-
I agree that it is very probable that we aren't testing the curve yet. But I still don't see it as an obvious conclusion.
Originally Posted by omphalopsychos
can OpenAI expand their data 10-fold while keeping quality high? Yeah, this was one of my points. It seems to remain unclear.
-
01-30-2025 09:13 PM
-
I am not a computer engineer (my father was), however, I've heard from engineers that the code for the DeepSeek model is not open source, only it's operational code is. In layman's terms, they tell you how it runs but not how it works, the model itself is still a black box.
Originally Posted by omphalopsychos
And share it with the Chinese Communist Party? Their association with the DeepSeek company's personnel has been confirmed.
Originally Posted by Tal_175
-
Don't necessarily "disagree" in a binary fashion. Neither of us has perfect knowledge. I think it's most likely that in a few months or sooner we'll see another major press release that will counterbalance the current deepseek narrative. I'm not saying this from any political interest, just based on my knowledge of the space.
-
The inference code DeepSeek-V3/inference/model.py at main * deepseek-ai/DeepSeek-V3 * GitHub actually tells us a lot about how the model works—it’s not a total black box. The model.py file in the repo gives insight into key architectural details like Mixture-of-Experts (MoE), Multi-Head Latent Attention (MLA), rotary positional embeddings, RMSNorm, and quantization methods. This tells us how the model processes inputs, structures computations, and optimizes inference efficiency.
What’s missing is how it was trained—we don’t have details on the dataset, optimizer, loss function, or hyperparameter tuning.

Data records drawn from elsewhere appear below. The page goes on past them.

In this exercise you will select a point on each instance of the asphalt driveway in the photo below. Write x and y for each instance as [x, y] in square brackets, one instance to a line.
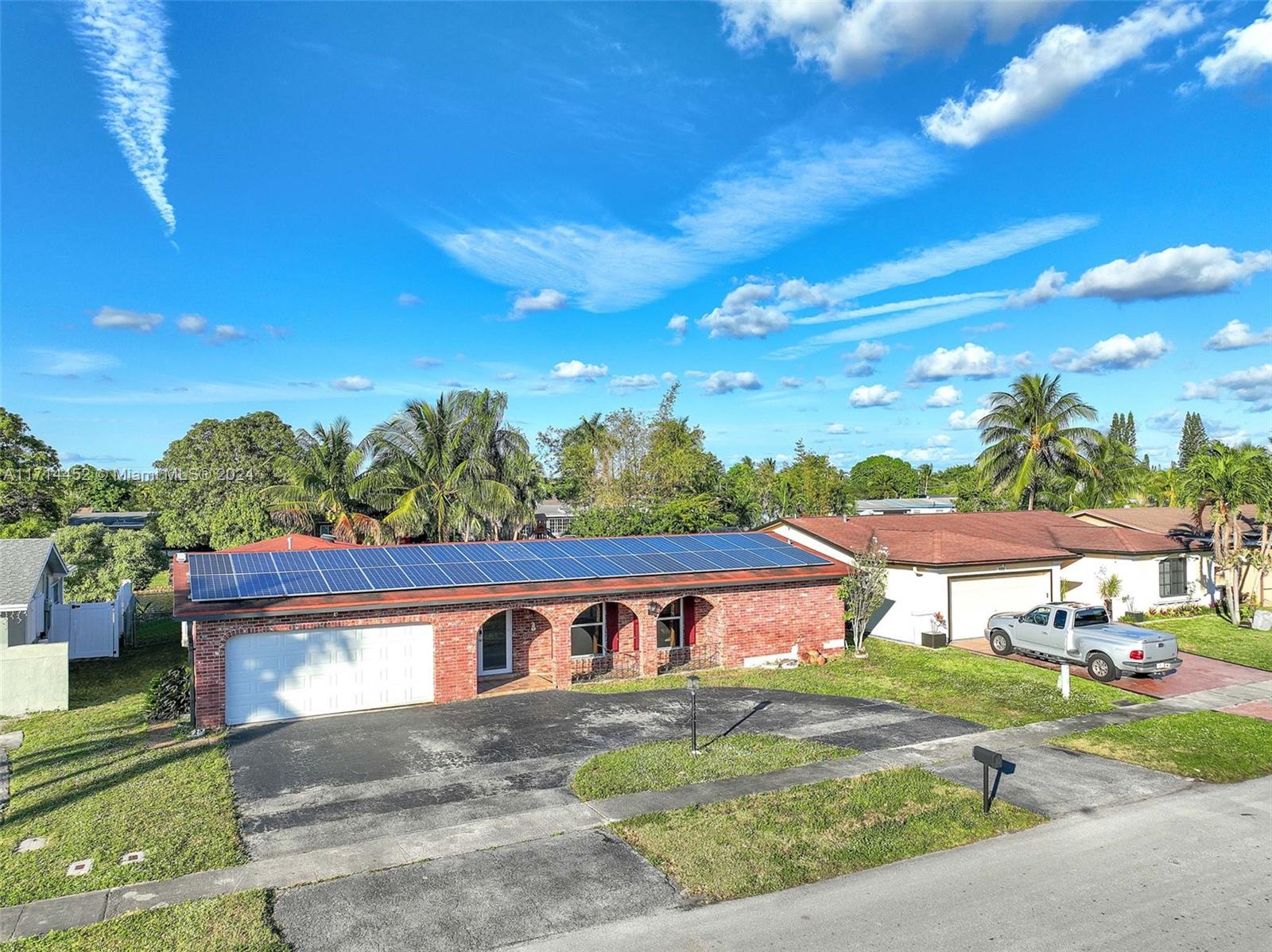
[332, 780]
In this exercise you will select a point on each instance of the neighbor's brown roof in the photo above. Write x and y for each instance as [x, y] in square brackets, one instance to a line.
[184, 609]
[1167, 520]
[983, 538]
[293, 542]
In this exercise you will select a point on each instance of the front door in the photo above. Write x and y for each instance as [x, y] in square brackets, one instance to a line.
[495, 646]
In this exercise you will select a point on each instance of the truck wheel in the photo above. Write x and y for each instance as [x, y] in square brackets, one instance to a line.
[1102, 668]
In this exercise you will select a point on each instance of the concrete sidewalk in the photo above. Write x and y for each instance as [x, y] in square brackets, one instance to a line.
[298, 869]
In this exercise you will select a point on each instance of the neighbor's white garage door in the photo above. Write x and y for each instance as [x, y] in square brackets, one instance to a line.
[298, 674]
[976, 598]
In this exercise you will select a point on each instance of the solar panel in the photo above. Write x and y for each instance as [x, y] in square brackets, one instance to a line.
[260, 575]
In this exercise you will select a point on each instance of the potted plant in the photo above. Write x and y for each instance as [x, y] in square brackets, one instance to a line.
[939, 634]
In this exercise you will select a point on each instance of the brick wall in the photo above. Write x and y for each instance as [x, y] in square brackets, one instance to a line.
[744, 621]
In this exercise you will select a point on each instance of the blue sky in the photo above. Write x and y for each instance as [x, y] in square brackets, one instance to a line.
[840, 224]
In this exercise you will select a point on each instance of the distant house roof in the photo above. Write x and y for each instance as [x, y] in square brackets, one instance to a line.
[22, 562]
[983, 538]
[111, 520]
[553, 509]
[292, 542]
[924, 504]
[1167, 520]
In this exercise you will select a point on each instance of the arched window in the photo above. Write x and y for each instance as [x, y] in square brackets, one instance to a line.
[671, 625]
[588, 632]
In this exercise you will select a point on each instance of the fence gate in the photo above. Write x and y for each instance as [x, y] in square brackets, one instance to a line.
[88, 628]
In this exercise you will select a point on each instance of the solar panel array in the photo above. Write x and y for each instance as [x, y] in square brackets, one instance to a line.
[265, 575]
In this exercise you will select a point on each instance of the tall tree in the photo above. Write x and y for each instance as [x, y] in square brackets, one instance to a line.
[1034, 430]
[29, 473]
[213, 487]
[1192, 438]
[326, 481]
[1216, 482]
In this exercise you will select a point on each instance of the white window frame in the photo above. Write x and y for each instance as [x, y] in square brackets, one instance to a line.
[680, 627]
[603, 640]
[483, 671]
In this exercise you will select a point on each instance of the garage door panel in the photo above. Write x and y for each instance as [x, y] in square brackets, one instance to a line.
[973, 599]
[273, 676]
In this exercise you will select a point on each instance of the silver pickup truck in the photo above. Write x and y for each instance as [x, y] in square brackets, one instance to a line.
[1068, 632]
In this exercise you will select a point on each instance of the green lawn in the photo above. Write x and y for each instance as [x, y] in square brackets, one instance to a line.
[1218, 638]
[89, 780]
[1205, 744]
[661, 765]
[238, 923]
[992, 691]
[776, 841]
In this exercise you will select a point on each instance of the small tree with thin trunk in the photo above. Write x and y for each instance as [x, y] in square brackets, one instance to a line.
[863, 591]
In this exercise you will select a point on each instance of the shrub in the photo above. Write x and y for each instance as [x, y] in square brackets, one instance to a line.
[169, 695]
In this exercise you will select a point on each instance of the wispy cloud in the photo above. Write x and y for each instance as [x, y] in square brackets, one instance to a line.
[125, 46]
[747, 210]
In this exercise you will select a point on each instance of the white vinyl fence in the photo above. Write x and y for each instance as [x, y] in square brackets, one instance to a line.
[92, 629]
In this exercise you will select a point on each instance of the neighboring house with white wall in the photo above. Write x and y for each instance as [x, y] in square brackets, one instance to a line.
[968, 566]
[31, 583]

But from the inference code, you can still infer a lot about how the model is structured and what design choices were made. So while we can’t see how DeepSeek was trained, we can see exactly how it runs and what components define its architecture.
-
There may not be a code that converts raw data into a DeepSeek model. The process of generating a model is not a fully automated, one step solution in my understanding. In this case the code is the "recipe" and the ideas which are discussed in the technical report. I am not an expert in LLM's. I do have a Phd level training in AI and I work as an researcher/software engineer. But my direct experience with neural networks is limited to building a weather forecast system for a senior course project 20 years ago. The network had like a dozen nodes, Lol.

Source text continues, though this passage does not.